As with all investment classes, the pendulum will continue to swing in accordance with the highs and lows of commodity prices. With oil at over $100 per barrel for four years now, large amounts of cash continue to flow into commodity-based Sovereigns for investing purposes outside their own countries. Funds are being deployed into direct deals. Nevertheless, with the size of their capital pools, SWF managers continue to invest in diversified portfolios in order to fully participate in the global economy.

With the large Sovereigns in Norway, Abu Dhabi and China, there are PE groups that know those emerging markets well from experience.

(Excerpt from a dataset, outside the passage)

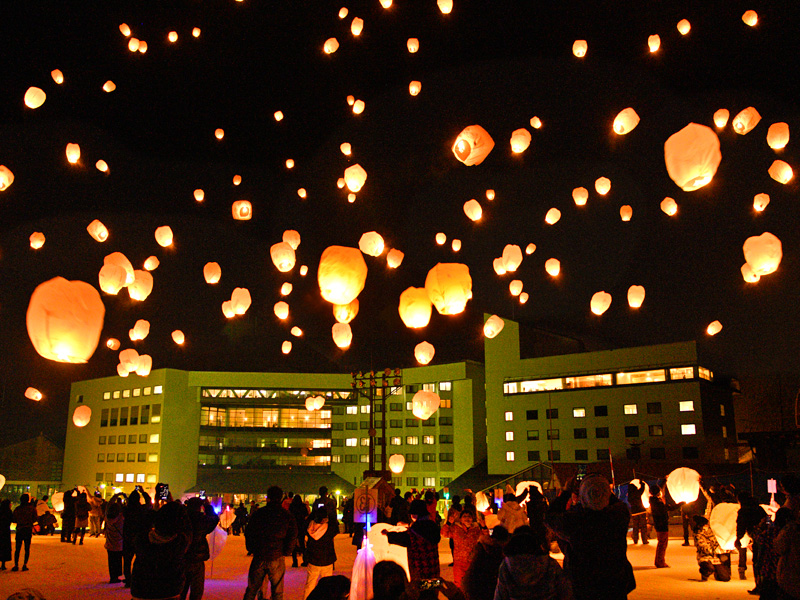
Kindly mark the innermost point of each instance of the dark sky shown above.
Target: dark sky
(496, 64)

The Gulf-based Sovereigns are recognized as very sophisticated emerging market investors, due in part to their different view of risk as compared to U.S. or London-based institutions. They are always searching for good opportunities that are accompanied by strong management -- whether it's a PE managed fund or a large-ticket infrastructure opportunity in which they would participate directly.

Improving PE Firm Readiness for a Sovereign Wealth Fund Relationship
For PE firms, a successful relationship with a Sovereign Wealth Fund is akin to a marriage. It involves a protracted process of courtship in which both parties, the PE firm managers and the Fund managers, get to know each other. PE leaders need to exercise the personal touch of significant face time as well as develop a strategy for visibility in the markets to support ongoing disclosure and partner accountability to the Fund. Ultimately, SWFs are government-owned institutions that need to be regularly advised on the status of their investments. This is no more critical than when a situation, directly or indirectly, rises to the attention of the media. PE firms will do well to become vigilant about the sensitivities SWFs have for public scrutiny in any form.

Additionally, Sovereigns are increasingly focusing on understanding a PE firm's investment criteria in order to feel comfortable with the decisions that the PE team makes. They also evaluate the PE team's ability to adjust to the needs of the market place, such as adding value to portfolio companies and integrating sustainability practices. Since there is no longer access to cheap and significant amounts of debt, expanding multiples are harder to come by and more equity has to be formulated into transactions, PE leaders need to change their historic pattern toward portfolio companies. Those that perform analysis, operations and supply chain optimization, as well as sustainability initiatives, early on in the acquisition lifecycle will be viewed positively. Directly impacting how companies are actually operating on the ground will produce improvements that push the return profile of the PE firm up the quartile rankings.

The larger PE firms understand the relationship process with Sovereigns and continue to devote resources to getting it right. On the other hand, middle market PE firms looking to secure relationships with Sovereigns should focus on developing a long-term strategy.